Die Geschichte geht so:
Frederick ist eine Maus. Es ist Herbst und alle seine Mitmäuse sammeln fleissig Futter für den Winter. Frederick jedoch sitzt da und schaut in die Welt hinaus.' Frederick, was machst du da?' fragen ihn die Mäuse vorwurfsvoll. 'Ich sammle Sonnenstrahlen.' antwortet Frederick. Die Mäuse sammeln weiter Vorräte und Frederick sitzt da. Es wird Winter und alle Mäuse ziehen sich zurück in ihr Winterquartier. So lange die Vorräte reichen, fühlen sie sich wohlig warm und zufrieden. Dann jedoch ist auch die letzte Nuss aufgegessen und die Mäuse werden unruhig. Da beginnt Frederick von den Sonnenstrahlen zu erzählen, den Farben der Blumen, der Wiesen und Felder. Zum Schluss trägt er noch ein Gedicht vor. Die Mäuse rufen ganz begeistert: 'Frederick, du bist ja ein Dichter!'
Die Geschichten, die mir meine Grossmutter jeweils von früher erzählte, gehören, wie schon an anderer Stelle erwähnt, zu meinen schönsten Kindheitserinnerungen. Wenn ich mir etwas Gutes tun möchte, dann setze ich mich jeweils hin, stricke oder nähe und höre Hörbücher. Das ist für mich ein echtes Erholungsprogramm - Wellness pur. Vor zwei Wochen bin ich auf das Hörbuch von Hape Kerkeling gestossen: 'Der Junge muss an die frische Luft'. Ein Glückstreffer. Dieses Hörbuch, eine Autorenlesung, hat mich wunderbar genährt und gestärkt. Kerkeling ist ein exzellenter Beobachter. Seine heitere Stimme führte mich sicher durch schwierige Passagen sowohl seiner Biographie, als auch meiner derzeitigen Gefühlswelt.

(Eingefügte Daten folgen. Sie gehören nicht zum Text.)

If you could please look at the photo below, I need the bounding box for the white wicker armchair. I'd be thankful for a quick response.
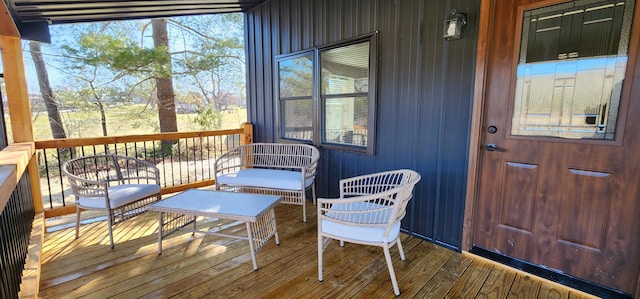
[62,154,161,248]
[317,169,421,296]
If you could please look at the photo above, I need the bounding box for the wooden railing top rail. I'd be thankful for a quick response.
[35,129,245,149]
[0,142,35,212]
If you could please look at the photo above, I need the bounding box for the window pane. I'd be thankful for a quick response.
[324,97,368,146]
[321,42,369,95]
[279,54,313,97]
[282,99,313,141]
[511,0,633,140]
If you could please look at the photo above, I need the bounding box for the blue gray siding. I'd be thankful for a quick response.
[245,0,479,250]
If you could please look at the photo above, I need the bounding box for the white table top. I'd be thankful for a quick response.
[147,189,281,222]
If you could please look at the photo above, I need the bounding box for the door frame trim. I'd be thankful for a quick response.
[462,0,492,253]
[460,0,496,251]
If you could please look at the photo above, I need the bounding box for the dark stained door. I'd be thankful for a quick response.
[473,0,640,294]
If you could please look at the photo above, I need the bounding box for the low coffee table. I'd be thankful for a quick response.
[147,189,282,270]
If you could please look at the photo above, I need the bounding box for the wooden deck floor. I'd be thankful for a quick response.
[39,201,599,299]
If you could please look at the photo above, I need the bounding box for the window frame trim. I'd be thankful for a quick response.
[274,50,315,144]
[274,32,378,155]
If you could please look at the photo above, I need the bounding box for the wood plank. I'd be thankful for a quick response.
[445,257,495,298]
[475,263,517,299]
[538,281,569,299]
[322,236,424,299]
[415,252,475,298]
[364,240,454,297]
[40,222,249,297]
[35,202,602,299]
[507,273,541,299]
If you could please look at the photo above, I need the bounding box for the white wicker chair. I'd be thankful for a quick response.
[317,169,421,296]
[62,154,161,248]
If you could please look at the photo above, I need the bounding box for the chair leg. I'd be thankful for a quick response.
[312,183,317,205]
[383,244,401,296]
[302,193,307,223]
[75,205,81,239]
[318,234,324,282]
[107,210,115,249]
[396,237,406,261]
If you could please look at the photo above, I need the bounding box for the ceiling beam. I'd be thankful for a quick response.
[1,0,19,37]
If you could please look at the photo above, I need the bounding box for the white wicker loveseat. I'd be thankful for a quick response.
[214,143,320,222]
[62,154,162,248]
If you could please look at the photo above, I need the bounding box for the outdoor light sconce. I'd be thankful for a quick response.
[443,10,467,40]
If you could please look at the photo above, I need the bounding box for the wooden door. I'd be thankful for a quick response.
[473,0,640,295]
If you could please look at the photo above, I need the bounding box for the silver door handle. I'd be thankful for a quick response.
[485,144,506,152]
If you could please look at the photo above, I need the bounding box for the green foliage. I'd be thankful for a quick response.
[193,105,222,130]
[62,33,170,77]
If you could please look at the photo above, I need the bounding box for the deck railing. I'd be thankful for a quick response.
[34,123,253,218]
[0,143,36,298]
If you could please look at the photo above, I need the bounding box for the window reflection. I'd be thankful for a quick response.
[279,55,313,97]
[321,41,370,147]
[511,0,634,140]
[278,53,314,142]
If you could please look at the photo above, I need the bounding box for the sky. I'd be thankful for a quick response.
[1,14,245,97]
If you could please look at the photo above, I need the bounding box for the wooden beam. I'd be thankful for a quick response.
[0,35,35,143]
[35,128,244,149]
[43,205,76,218]
[240,122,253,145]
[0,0,19,37]
[1,34,45,214]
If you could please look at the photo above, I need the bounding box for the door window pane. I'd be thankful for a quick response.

In einer Zeit in der das Machen so wichtig geworden ist, tun Erzählungen, die uns ruhig werden lassen und von innen erwärmen besonders gut. Ich bin dankbar für Herbst und Winter. Die Natur zeigt uns, dass es auch die Ruhe braucht, das Sich-Zurück-Ziehen.
Nehmen wir uns diese 'Jahres'-Aus-Zeiten, damit all die gesammelten Geschichten der vergangenen Monate sich ordnen und die inneren Farben aufleben können. Bewahren wir sie für unsere späten Jahre auf, wenn es einmal kälter werden sollte.
Ach, übrigens, die Assistenzärztin und ich haben dann auch noch herausgefunden, dass wir denselben Geburts-Tag haben.